Janßen: Da braucht es klare Vorgaben vom Land, denn die Frage des Umgangs mit der Ressource Grundwasser kann nicht allein auf Kreisebene entschieden werden. Grundwasserkörper halten sich schließlich nicht an Landkreisgrenzen und gerade in der Nordheide haben wir ja auch erhebliche Grundwasserentnahmen für die Hansestadt Hamburg. Wenn die örtlichen Wasserbehörden bei ihren Auseinandersetzungen mit der Landwirtschaft vom niedersächsischen Umweltminister dann auch noch allein gelassen werden und großzügigere Vorgaben gemacht werden, geht das natürlich in die komplett falsche Richtung.

Was werden die GRÜNEN veranlassen?

Janßen: Entscheidend ist der Klimaschutz. Wenn wir da nicht endlich zu tragfähigen Lösungen kommen, werden wir nicht nur bei der Frage der landwirtschaftlichen Bewässerung massive Probleme bekommen, sondern weit darüber hinaus. Wir brauchen aber auch Klimaanpassung.

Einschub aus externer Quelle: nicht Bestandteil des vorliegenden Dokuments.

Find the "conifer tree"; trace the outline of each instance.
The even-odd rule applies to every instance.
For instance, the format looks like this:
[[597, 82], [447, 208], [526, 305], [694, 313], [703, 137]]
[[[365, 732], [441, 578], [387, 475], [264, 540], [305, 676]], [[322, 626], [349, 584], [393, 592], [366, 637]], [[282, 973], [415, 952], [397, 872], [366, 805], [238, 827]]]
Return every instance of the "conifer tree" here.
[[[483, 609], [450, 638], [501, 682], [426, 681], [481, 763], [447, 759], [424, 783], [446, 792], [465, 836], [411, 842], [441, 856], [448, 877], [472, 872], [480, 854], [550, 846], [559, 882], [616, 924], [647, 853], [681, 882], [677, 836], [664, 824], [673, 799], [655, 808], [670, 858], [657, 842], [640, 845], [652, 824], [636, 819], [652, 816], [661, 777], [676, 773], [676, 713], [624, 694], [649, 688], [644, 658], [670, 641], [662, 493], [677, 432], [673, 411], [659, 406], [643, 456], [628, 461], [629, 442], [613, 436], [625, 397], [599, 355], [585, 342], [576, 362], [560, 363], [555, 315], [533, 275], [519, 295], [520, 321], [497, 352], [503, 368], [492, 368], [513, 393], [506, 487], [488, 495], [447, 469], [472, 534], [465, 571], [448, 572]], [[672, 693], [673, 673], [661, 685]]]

In der Landwirtschaft bedeutet das den Einsatz wassersparender Bewässerungstechnik und den Anbau von Ackerfrüchten, die mit größerer Trockenheit besser klarkommen. Konkret hat die Nds. Landtagsfraktion zum Vorgehen des Umweltministers zunächst eine Anfrage im Landtag gestellt. Die Antworten sollen Klarheit über das Ausmaß der landwirtschaftlichen Entnahmemengen, die Auswirkungen auf Grund- und Oberflächenwasser und die Maßnahmen zur Förderung verlustarmer Bewässerungssysteme bringen. Von den Antworten wird das weitere Vorgehen abhängen. Allerdings hat die Landtagsfraktion der GRÜNEN Niedersachsen bereits im August 2018 einen umfangreichen Antrag unter dem Titel „Fokus Klima: Landwirtschaft nach Dürre und Hitzewelle nachhaltig neu ausrichten!“ in den Landtag eingebracht, der derzeit noch immer in der Beratung ist. Danach soll das Land unter anderem effizientere Bewässerungstechniken unterstützen und die Landwirte zum Anbau trockenresistentere Kulturen und verbessertem Humusaufbau beraten. Es ist dringend notwendig, dass auch die übrigen Fraktionen diesen Antrag unterstützen und er von CDU und SPD nicht weiter verschleppt wird.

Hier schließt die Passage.